El Gobierno empieza a plantear los primeros pasos de la desescalada del confinamiento, como es la posibilidad de salir a la calle una hora al día para los menores de hasta 13 años. En los hospitales españoles también se empieza a notar un pequeño alivio.

Esperanza Morillo, jefa de enfermería y medicina interna del Hospital La Princesa de Madrid, lo cuenta en El Objetivo: "Estamos mejor que antes. Parece que ha pasado lo peor y también estamos en fase de desescalada". "Ya hemos abierto camas para pacientes que no tienen COVID-19 y se están empezando a hacer cirugías y otro tipo de operaciones", cuenta.

Pero antes de llegar a este punto han tenido que sobreponerse a una situación excepcional para todos y muy crítica en especial para el sector sanitario. "No había camas suficientes y casi todas ellas estaban ocupadas por enfermos de coronavirus".

"Toda la vida hemos cuidado a los pacientes, pero nunca con EPIS".

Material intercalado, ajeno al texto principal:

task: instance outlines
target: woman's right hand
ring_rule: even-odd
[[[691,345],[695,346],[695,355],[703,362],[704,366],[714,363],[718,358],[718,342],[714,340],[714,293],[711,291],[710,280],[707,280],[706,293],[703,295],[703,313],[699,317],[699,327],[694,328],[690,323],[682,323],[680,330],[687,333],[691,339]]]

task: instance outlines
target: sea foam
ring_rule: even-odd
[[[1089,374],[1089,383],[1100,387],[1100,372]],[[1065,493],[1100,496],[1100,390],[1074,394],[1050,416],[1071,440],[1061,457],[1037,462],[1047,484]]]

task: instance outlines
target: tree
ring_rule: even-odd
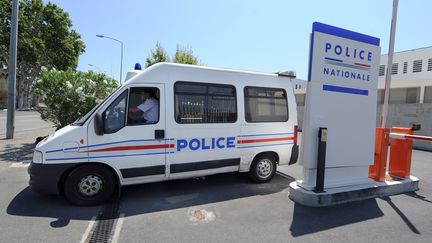
[[[150,51],[150,56],[146,59],[145,67],[150,67],[158,62],[169,62],[169,56],[159,42],[156,42],[156,48]]]
[[[103,73],[43,68],[35,93],[43,97],[46,108],[38,111],[42,119],[61,128],[87,114],[116,87],[117,82]]]
[[[0,63],[9,55],[11,1],[0,0]],[[18,20],[17,105],[29,107],[32,87],[44,66],[75,69],[85,45],[69,14],[53,3],[21,0]]]
[[[198,65],[198,58],[193,55],[190,46],[182,47],[177,45],[176,53],[174,54],[173,62]]]
[[[192,48],[190,46],[181,46],[177,45],[176,52],[172,58],[175,63],[183,63],[183,64],[198,64],[198,58],[194,56]],[[153,64],[158,62],[169,62],[170,58],[165,51],[165,49],[161,46],[159,42],[156,42],[156,48],[150,51],[149,57],[146,59],[145,67],[150,67]]]

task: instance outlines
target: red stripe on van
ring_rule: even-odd
[[[123,150],[142,150],[142,149],[161,149],[174,148],[174,144],[156,144],[156,145],[135,145],[135,146],[119,146],[103,149],[89,150],[87,152],[108,152],[108,151],[123,151]]]
[[[247,140],[239,140],[237,141],[237,143],[244,144],[244,143],[275,142],[275,141],[286,141],[286,140],[294,140],[294,137],[247,139]]]

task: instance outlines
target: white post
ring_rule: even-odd
[[[391,21],[391,29],[390,29],[390,43],[389,43],[389,51],[388,51],[388,60],[387,60],[387,72],[385,74],[385,88],[384,88],[384,104],[381,116],[381,127],[385,127],[387,114],[388,114],[388,102],[390,96],[390,82],[391,82],[391,69],[393,65],[393,51],[394,51],[394,39],[396,33],[396,20],[397,20],[397,7],[398,0],[393,0],[393,13],[392,13],[392,21]]]

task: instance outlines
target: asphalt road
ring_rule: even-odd
[[[110,239],[117,242],[432,241],[431,152],[413,151],[418,192],[332,207],[304,207],[288,198],[288,184],[301,176],[298,165],[279,167],[267,184],[221,174],[125,187],[111,203],[76,207],[33,193],[27,165],[17,163],[24,157],[10,160],[31,147],[14,146],[0,151],[0,242],[80,242],[104,227],[112,227]],[[110,210],[113,219],[93,220]]]
[[[416,193],[326,208],[303,207],[288,199],[288,184],[299,178],[299,166],[280,167],[267,184],[231,173],[125,187],[117,239],[430,242],[431,162],[432,153],[414,151],[413,175],[421,179]],[[103,206],[75,207],[63,197],[37,195],[27,187],[26,167],[15,166],[20,165],[0,166],[0,242],[79,242]]]
[[[6,135],[7,112],[0,111],[0,138]],[[52,125],[40,119],[36,111],[15,112],[15,133],[30,133],[32,131],[50,128]]]

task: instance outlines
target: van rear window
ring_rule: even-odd
[[[232,85],[178,81],[174,84],[177,123],[233,123],[237,99]]]
[[[288,102],[284,89],[245,88],[245,119],[247,122],[286,122]]]

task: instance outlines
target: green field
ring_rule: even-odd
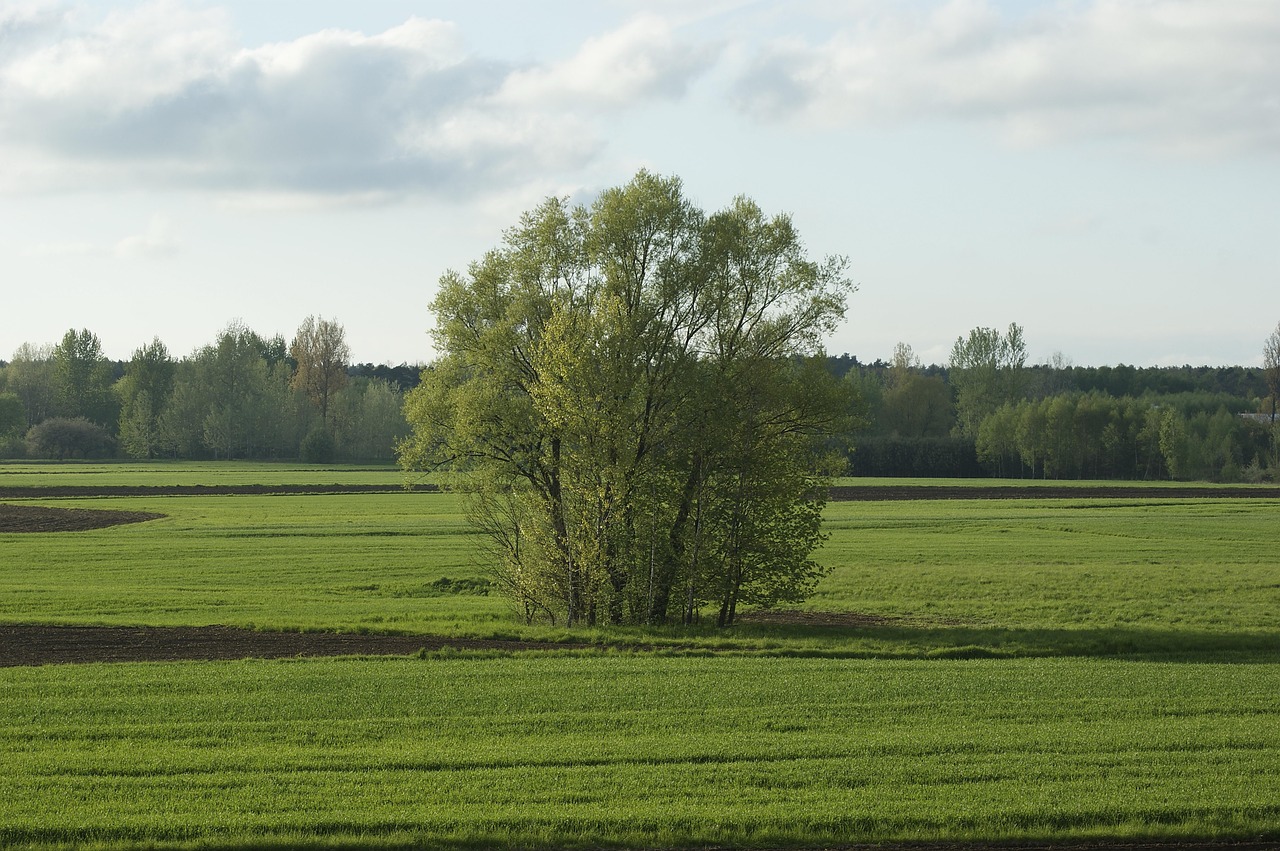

También recuerda que "hubo una semana bastante dura en la que escaseaban los EPIS". "Tuvimos que echarle imaginación y utilizar batas esterilizadas, ahora tenemos de todo".

"Nos hemos tenido que acostumbrar a llevar los EPIS y a trabajar con ellos. Ha sido difícil cuidarles con estas características porque nunca lo habíamos hecho. Toda la vida hemos cuidado a los pacientes, pero nunca se nos había dado la oportunidad de hacerlo con equipos de protección", reconoce.

Para tratar de acercarse a los enfermos y humanizar la situación, tuvieron la iniciativa de escribirse los nombres en sus trajes, para que ellos pudiesen llamarlas por su nombre.

También se han dedicado a leer cartas que hacían llegar al hospital y a conectar a los pacientes más mayores con sus familias a través de sus propios teléfonos móviles.

"Hemos recibido más de 8.000 cartas de España y de fuera de España incluso. Desde una residencia de Pinto, hasta de una prisión de Zaragoza o de alumnos de español de Estados Unidos", relata. Todas ellas llenas de ánimos que han reconfortado sin duda a los pacientes.

los pacientes han sentido los ánimos.

De todos estos meses, considera que lo más duro es que "a pesar de la lucha y los esfuerzos ha habido pacientes que no han podido y han fallecido en la unidad". Por eso, "cada paciente que ha salido curado se ha celebrado como un triunfo".